Crossing unforgiving deserts and perilous mountains in a 1999 Mazda

Crossing unforgiving deserts and perilous mountains in a 1999 Mazda
Aaron McEvoy, on car bonnet, and Killian O'Sullivan heading off to Mongol Rally on July 12th,, raising funds for Pieta House.

WHILE most young lads are planning a regular summer holiday to a sunshine resort, east cork pals, Aaron McEvoy and Killian O’Brien are going on a trip of a lifetime.

The 23-year-old ‘Adventurtists’ journey, the Mongol Rally, is an 18,000 km, 6-week journey across 17 countries, including unforgiving deserts and perilous mountain ranges.

Aaron and Killian, taking off from Midelton in their 1999 Mazda Demio on Thursday, July 12, are doing the challenge in aid of Pieta House.

“Our aim is to raise funds for Pieta House,” says Aaron.

The boys, both mechanics and rally drivers, came up the idea of taking part in the marathon car rally two years ago. There is no set route, no backup or no support. You are on your own with just your fellow adventurists.

“We said we’d do it this year,” says Aaron. “And Pieta House is a good cause.

“We’ve been planning the trip since January. There was a lot of paperwork involved, getting all the necessary visas and passports required for the trip. We had to have clean driving licenses and International driving permits.”

The Mazda Demio is a mighty machine, specifically modified to undertake the elements against the open road. The car can be no more than 1.2 engine power and less than 10-years-old.

“We got her in a scrapyard,” says Aaron. “The car was resurrected on the way to being scrapped. Killian and I re-modelled it. We took out the back seat, put in new flooring and lights. The tyres are commercial van tyres sponsored by Robinson Tyres, Midleton. We are going to be living in the car for the duration of the journey. Spare parts and spare tyres are in the roof box along with the petrol and oil cans, also on the roof.”

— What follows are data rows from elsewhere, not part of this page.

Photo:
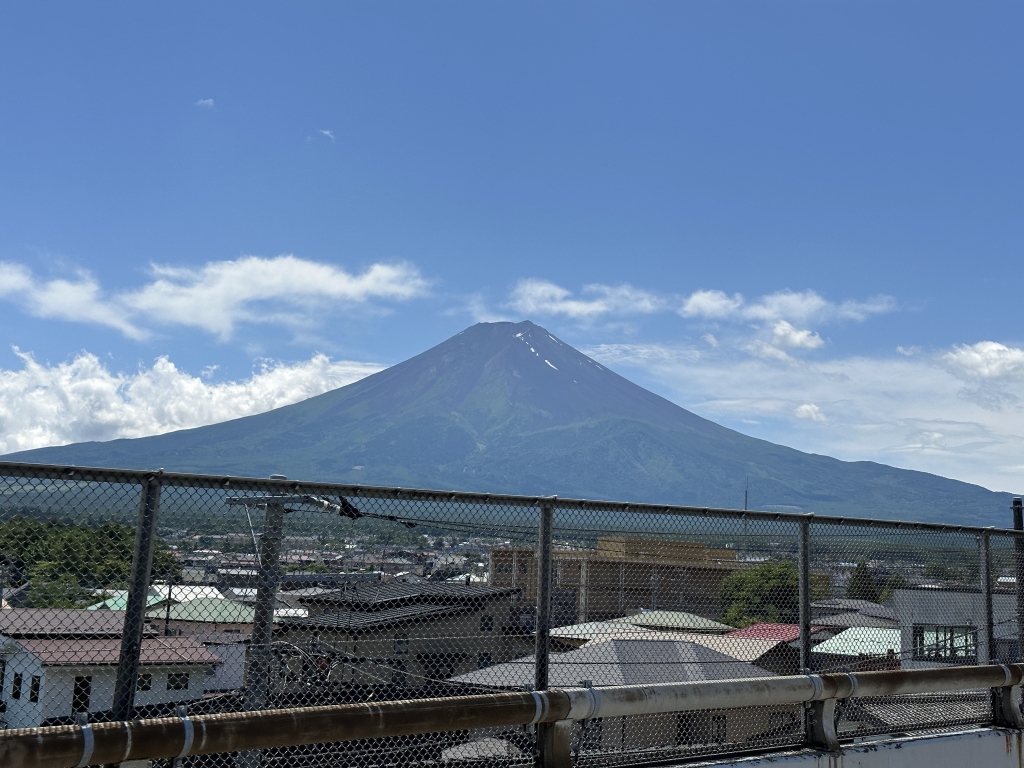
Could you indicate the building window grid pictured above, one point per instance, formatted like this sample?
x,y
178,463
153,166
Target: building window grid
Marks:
x,y
177,681
945,643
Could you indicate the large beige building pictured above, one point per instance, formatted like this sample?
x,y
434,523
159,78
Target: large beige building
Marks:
x,y
622,576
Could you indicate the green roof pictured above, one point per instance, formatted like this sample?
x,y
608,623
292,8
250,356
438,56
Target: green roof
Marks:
x,y
868,641
678,621
214,610
120,602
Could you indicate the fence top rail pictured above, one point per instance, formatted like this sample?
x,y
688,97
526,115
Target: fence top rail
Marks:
x,y
64,747
184,479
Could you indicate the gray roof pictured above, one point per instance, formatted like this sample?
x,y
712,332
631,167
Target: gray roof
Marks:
x,y
854,620
847,605
378,596
358,621
674,620
621,662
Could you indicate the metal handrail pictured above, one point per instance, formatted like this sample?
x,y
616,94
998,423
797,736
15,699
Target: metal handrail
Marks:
x,y
71,745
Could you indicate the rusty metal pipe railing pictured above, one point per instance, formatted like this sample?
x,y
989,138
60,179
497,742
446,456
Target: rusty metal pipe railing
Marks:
x,y
65,747
69,747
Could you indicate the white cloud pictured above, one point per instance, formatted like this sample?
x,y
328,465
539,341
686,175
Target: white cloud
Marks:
x,y
990,370
985,360
216,297
767,351
784,335
539,298
222,294
711,304
80,299
788,305
809,411
478,309
905,411
83,400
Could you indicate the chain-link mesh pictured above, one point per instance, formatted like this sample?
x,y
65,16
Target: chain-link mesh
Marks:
x,y
279,594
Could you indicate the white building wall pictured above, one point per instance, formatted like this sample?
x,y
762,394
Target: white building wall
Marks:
x,y
230,674
57,688
23,713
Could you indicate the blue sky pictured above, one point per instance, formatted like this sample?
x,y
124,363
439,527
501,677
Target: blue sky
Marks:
x,y
803,220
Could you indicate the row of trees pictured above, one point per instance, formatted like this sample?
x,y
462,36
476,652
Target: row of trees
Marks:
x,y
771,592
65,562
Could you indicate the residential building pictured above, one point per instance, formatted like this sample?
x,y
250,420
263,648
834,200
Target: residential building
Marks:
x,y
49,680
675,621
858,649
621,577
773,655
633,662
409,635
946,627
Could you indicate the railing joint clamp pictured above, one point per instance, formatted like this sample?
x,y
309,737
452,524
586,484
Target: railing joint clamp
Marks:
x,y
88,740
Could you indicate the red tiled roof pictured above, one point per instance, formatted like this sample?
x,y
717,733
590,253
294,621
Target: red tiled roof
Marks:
x,y
784,632
60,651
60,623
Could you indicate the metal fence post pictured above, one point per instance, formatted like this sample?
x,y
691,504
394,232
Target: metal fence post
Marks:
x,y
541,654
1019,572
547,744
138,593
804,568
258,669
985,573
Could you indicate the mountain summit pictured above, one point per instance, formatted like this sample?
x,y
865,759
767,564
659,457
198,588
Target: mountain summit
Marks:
x,y
508,408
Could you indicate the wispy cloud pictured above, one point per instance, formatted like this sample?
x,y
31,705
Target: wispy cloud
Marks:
x,y
793,306
81,399
541,298
216,297
79,299
955,413
773,316
285,290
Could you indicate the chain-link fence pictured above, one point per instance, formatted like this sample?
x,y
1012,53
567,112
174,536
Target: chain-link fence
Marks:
x,y
132,594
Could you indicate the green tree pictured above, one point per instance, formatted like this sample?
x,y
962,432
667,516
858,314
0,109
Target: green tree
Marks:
x,y
862,586
65,561
766,593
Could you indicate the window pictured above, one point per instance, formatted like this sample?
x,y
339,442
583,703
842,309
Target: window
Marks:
x,y
401,644
82,694
177,681
398,673
719,732
938,643
590,738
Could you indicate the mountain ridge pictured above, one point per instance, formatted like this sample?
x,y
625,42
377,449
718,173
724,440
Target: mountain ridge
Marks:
x,y
509,408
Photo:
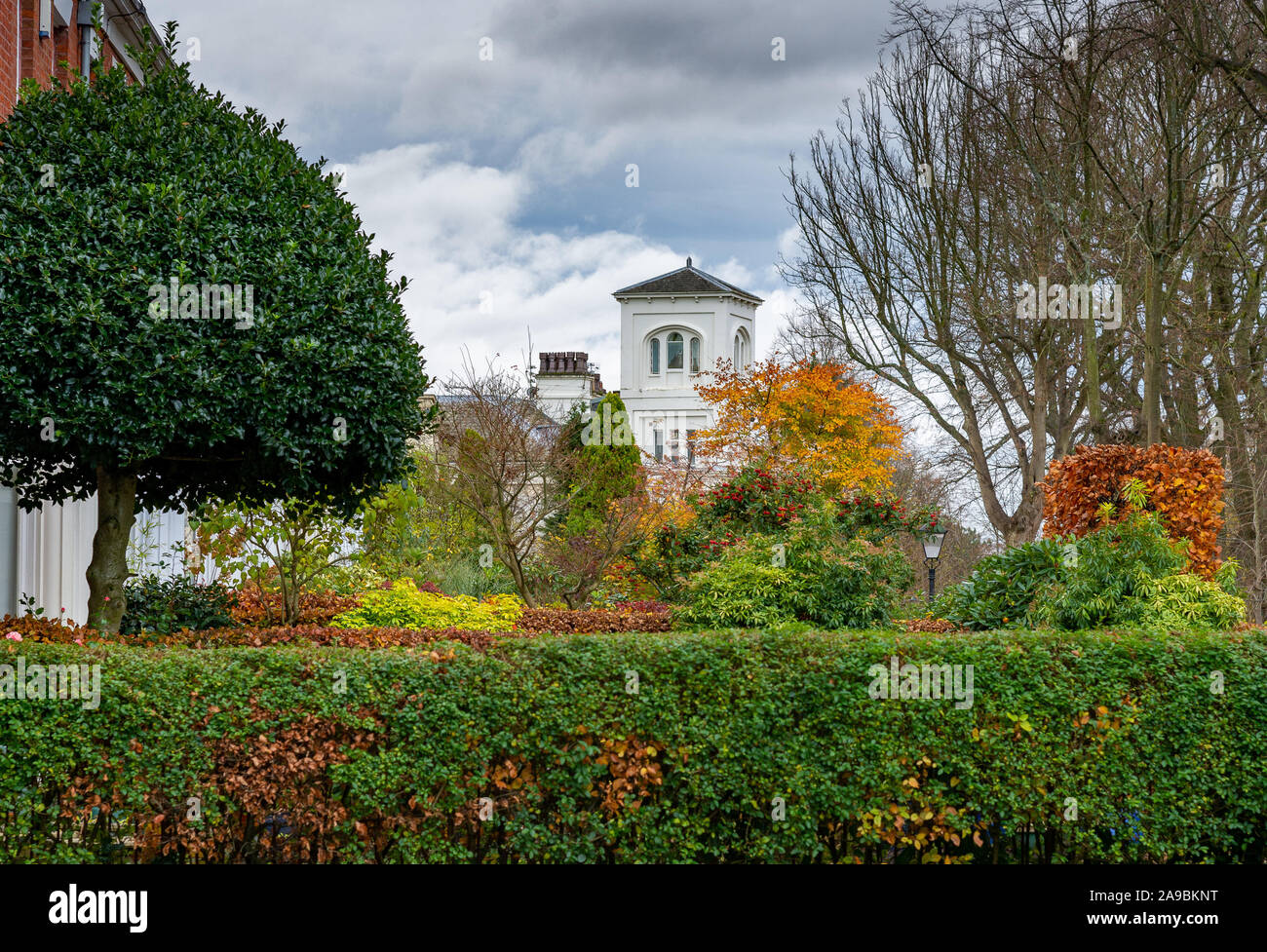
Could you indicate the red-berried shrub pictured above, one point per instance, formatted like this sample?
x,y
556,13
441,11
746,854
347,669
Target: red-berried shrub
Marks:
x,y
1185,486
566,622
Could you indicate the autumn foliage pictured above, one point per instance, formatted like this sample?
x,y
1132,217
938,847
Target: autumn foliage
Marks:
x,y
1185,486
812,415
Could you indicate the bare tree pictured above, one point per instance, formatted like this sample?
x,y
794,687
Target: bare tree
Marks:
x,y
505,462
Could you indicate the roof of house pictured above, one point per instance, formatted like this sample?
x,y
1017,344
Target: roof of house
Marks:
x,y
685,282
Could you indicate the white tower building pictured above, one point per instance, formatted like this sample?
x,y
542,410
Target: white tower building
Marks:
x,y
674,326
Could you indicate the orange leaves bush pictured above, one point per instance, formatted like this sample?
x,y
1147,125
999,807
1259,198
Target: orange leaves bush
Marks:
x,y
814,415
251,606
43,629
1183,485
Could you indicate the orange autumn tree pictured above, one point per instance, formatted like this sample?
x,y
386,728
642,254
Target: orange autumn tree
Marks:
x,y
806,414
1185,486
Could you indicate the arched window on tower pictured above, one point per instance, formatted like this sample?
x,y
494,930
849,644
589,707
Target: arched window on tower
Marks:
x,y
674,351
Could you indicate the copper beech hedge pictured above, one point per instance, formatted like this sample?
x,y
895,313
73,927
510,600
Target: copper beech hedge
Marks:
x,y
532,622
1183,485
738,747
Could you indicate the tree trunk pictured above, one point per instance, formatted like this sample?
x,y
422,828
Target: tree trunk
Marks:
x,y
1153,310
108,571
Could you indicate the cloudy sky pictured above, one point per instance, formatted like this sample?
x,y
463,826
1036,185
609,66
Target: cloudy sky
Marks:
x,y
486,144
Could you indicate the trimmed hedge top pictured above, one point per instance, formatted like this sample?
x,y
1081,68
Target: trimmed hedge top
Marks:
x,y
721,747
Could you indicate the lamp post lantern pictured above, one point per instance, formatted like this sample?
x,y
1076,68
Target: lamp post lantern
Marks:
x,y
932,537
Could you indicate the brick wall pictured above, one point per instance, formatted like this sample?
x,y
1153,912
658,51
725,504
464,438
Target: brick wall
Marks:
x,y
8,55
25,55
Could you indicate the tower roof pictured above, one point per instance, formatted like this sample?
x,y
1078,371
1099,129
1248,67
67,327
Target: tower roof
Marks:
x,y
685,282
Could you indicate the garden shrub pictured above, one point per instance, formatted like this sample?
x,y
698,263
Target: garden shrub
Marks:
x,y
273,635
878,515
1185,486
397,766
809,575
568,621
1004,588
164,605
1126,572
42,629
252,606
403,605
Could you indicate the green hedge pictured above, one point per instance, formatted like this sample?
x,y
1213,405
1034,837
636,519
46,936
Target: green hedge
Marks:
x,y
577,767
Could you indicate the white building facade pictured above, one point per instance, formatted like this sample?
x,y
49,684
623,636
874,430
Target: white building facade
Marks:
x,y
672,328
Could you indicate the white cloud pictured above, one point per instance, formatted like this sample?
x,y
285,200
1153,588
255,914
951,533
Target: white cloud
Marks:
x,y
451,228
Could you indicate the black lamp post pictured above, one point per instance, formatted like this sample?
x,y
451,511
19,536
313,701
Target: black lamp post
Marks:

What else do the lads need for such a momentous journey?

“We’re bringing a lot of tins of beans!” says Aaron laughing.

“We could go days on the road for miles and miles without coming across a shop. It can get very cold at night in some of the countries, like Armenia and Iran for instance.

“Some nights, we’ll be camping out. So we are packing a tent, blow-up beds and sleeping bags along with a little cooker. If we come across a hostel, we’ll bunk there for the night. Phone and wifi coverage will be dicey. In the back end of nowhere you haven’t a hope in hell of getting coverage.”

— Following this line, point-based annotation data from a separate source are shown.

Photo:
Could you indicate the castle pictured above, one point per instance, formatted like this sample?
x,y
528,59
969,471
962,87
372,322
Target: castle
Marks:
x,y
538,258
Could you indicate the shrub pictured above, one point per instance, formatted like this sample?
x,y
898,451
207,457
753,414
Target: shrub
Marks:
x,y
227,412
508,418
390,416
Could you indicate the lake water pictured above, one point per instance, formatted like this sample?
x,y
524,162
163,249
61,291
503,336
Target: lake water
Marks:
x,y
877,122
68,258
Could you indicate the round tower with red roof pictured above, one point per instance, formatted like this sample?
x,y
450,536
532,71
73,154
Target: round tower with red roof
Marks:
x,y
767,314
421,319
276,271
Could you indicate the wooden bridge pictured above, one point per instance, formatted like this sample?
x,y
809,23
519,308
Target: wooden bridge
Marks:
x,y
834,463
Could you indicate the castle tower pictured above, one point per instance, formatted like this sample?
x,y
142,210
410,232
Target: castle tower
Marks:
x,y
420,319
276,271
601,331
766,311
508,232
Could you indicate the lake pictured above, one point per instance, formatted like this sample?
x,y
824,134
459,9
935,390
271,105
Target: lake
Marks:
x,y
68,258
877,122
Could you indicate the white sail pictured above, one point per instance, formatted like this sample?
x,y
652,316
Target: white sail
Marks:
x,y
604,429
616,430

Will living in such close proximity to each other pose any obstacles?

“We know each other pretty well,” says Killian.

“The planning of the trip has been full- on for both of us. We aim to cover 300 miles per day and we’ll share the driving every second day from Europe, across Russia to our destination, Mongolia.

Our employers, O’Brien’s Garage, Midleton, and Fitzgerald Commercials, Midleton, have been generous in sponsoring us for the trip, and of course, giving us time off!”

Killian has no qualms about getting lost on non-existent roads, breaking down, or dealing with an over-heated engine on the adventure to previously unknown territory. But there might be one pitfall along the way.

“I’m a fussy eater,” he says smiling.

“I suppose when I come back; I won’t be a fussy eater anymore!” The boys are raring to go.

“We’ll just go for it,” says Killian.

“Yes. We’ll give it hell for leather,” agrees Aaron, whose mother, Catherine, raised 1,700 euro for the lads at a coffee morning she held at her house.

“Aaron is really a home-bird,” says Catherine.

But she is proud of Aaron and Killian, best pals since secondary school, driving 18,000km for a cause close to everyone’s heart?

“I’m very proud of them,” says Catherine. “Very proud indeed.”

Fund-raising and Advocacy Co-ordinator with Pieta House, Angela Horgan, praised Aaron and Killian for their efforts.

“Events like this one promote awareness about mental health, hoping to break down the stigma of suicide and self-harm,” she said.

“Pieta House ensures that anyone who needs help has a place to go. 10% -15% of Government funding is provided, the remaining funds come from the generosity of the Irish public.”